Dr. Peter Hallman
Austrian Research Institute for
Artificial Intelligence
Freyung 6/6
1010 Vienna, Austria
Email: peter.hallman@ofai.at
Who I am: I am a theoretical linguist at the Austrian Institute for Artificial Intelligence (OFAI) with specializations in syntax, semantics and morphology, and language area specializations in Arabic, German and English. View my full CV here.
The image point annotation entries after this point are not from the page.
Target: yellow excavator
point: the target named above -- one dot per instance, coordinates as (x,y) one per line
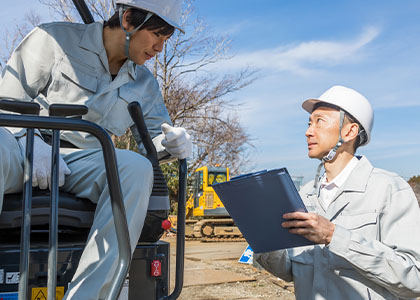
(207,218)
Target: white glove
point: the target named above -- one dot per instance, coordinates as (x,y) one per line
(41,173)
(176,141)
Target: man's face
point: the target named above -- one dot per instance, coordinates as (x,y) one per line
(322,133)
(145,44)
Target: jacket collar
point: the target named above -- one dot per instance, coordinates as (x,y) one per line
(92,40)
(358,178)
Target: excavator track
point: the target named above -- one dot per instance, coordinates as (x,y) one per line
(213,230)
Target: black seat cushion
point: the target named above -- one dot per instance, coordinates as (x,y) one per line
(72,211)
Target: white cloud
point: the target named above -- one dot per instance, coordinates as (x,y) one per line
(306,57)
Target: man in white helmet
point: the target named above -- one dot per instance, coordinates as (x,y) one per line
(99,65)
(365,221)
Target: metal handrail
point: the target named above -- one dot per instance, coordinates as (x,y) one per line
(120,221)
(180,235)
(136,114)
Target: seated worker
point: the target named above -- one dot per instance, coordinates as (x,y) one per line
(100,65)
(365,221)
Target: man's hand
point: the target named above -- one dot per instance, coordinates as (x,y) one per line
(310,225)
(41,173)
(176,141)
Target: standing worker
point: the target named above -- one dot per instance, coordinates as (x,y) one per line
(100,65)
(365,221)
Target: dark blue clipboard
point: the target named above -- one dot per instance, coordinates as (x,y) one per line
(257,202)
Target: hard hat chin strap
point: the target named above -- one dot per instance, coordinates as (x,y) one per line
(331,154)
(128,34)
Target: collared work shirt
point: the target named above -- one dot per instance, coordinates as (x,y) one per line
(328,190)
(374,252)
(67,63)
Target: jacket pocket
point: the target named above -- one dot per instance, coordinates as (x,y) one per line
(303,255)
(75,83)
(121,119)
(362,222)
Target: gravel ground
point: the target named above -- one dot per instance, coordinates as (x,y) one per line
(265,287)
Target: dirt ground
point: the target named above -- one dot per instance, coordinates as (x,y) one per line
(212,272)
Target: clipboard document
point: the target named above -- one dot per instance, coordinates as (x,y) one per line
(257,202)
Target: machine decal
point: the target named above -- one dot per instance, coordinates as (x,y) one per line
(12,277)
(41,293)
(247,257)
(9,296)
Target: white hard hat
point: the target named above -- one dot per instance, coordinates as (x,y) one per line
(350,101)
(169,10)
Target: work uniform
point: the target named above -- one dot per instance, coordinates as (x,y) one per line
(374,252)
(67,63)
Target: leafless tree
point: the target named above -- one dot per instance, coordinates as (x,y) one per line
(195,98)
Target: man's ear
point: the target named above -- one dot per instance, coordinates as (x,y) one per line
(125,23)
(350,131)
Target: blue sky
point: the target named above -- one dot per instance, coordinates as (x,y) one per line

What I do: Linguistics is the scientific study of human language. What most contemporary linguists mean by 'human language' is not so much particular languages themselves as the specialized ability humans have to speak a language, which appears to be unique to our species (no non-humans speak, for example, Spanish) and universal to our species (every human speaks one or another language). Linguists have discovered and documented substantial grammatical similarities among the human languages (for some examples, see the Universals Archive at the University of Konstanz with over 2000 entries). These similarities among unrelated languages point to an explanation for the uniqueness and universality of human language: certain grammatical principles are innate knowledge, encoded in our genome, and drawn on by young children as they develop the ability to speak a human language. The idea that some abstract grammatical knowledge is innate explains both why languages do not differ from one another substantially (though superficial differences might make it look like they do) as well as why children learn language so quickly and accurately, well before they can do seemlingly simpler things like tying their shoes. This innate abstract grammatical knowledge is commonly referred to as 'Universal Grammar'. Linguists who study Universal Grammar explore its content by comparing grammatical structures in different languages, on the assumption that deep similarities among historically unrelated languages reveal the innate cognitive principles that make up Universal Grammar. My own research in this area has focused on cross-linguistic uniformity in degree constructions, tense, quantifier interpretation, argument structure and possession (see project descriptions under 'research' to the left).